Exactly right, Mark. Nothing has been counterfited. It is simply a party/contraparty financial transaction.
If, for example, I sell an uncovered call contract on stock ABC, I have "naked shorted" the stock. If the stock stays at, or under the strike price I earn the time value and any premium on the option I sold. If the stock goes above the strike price I have to cover the contract at a loss, but I still earn the time value of the option I sold. In general the entire transaction is contained within the options market, and the buyer of my contract is assured of my performance by the margin requirements imposed on me by my broker in order for me to write the uncovered call.
If I sell a whole bunch of call contracts on ABC it provides a signal to the market that somebody thinks the stock is overpriced and is willing to put their money behind that belief.
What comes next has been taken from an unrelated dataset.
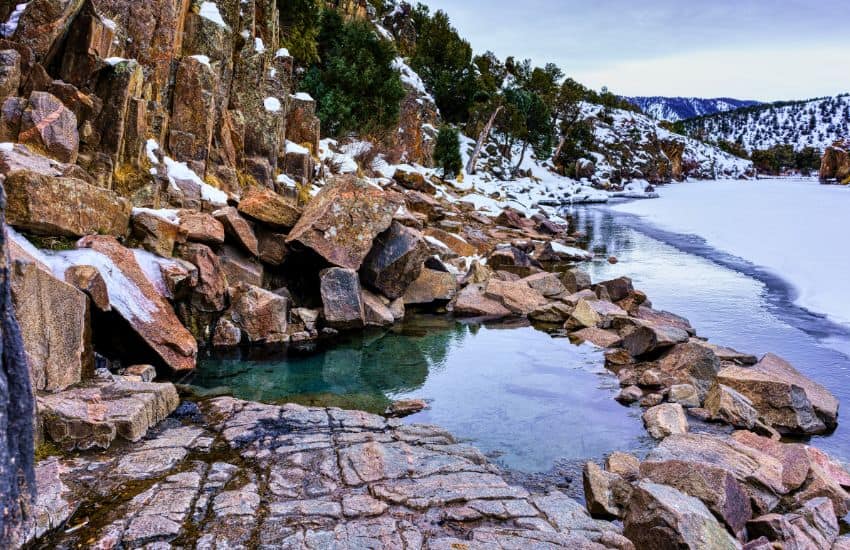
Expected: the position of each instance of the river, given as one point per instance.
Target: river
(761, 266)
(531, 401)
It could also mean that I am happy to hold the stock for its long term potential, but want to earn a premium for holding it short term. Signals in the market are never totally clear.
A "naked short" is, at its core, nothing but a single stock futures contract, selling a share of stock that one agrees to deliver at a future date.
IF it were widespread, naked shorting could have a depressing effect on share prices due to the increase in supply of the stock with no offsetting increase in demand. However, the available data simply do not support the hypothesis that the practice is wide-spread, or even that is exists at all outside of market-making and various hedging strategy.
What is far more common in penny trash issues is the orchestrated pump and dump, in which the company finds a discount CD issuer, and issues S-8 shares for "consultation" services. The consultant turns around and hires fax blast, newsletter, and message board pumpers, and in concert with management issues a series of breathless PR's that are long on promise and short on substance. The CD holder then sells into the price and volume spike with the assurance that he can convert the debenture to cover the short sales. Ultimately, the effect of the new CD shares flooding the market tanks the price, but the company has their money-to be spent by and large for management salaries and perks-the CD holder has his guaranteed profit, and the retail shareholder has been fleeced again.
The cries of naked shorting then begin, in the hopes of keeping the sheep in the pen.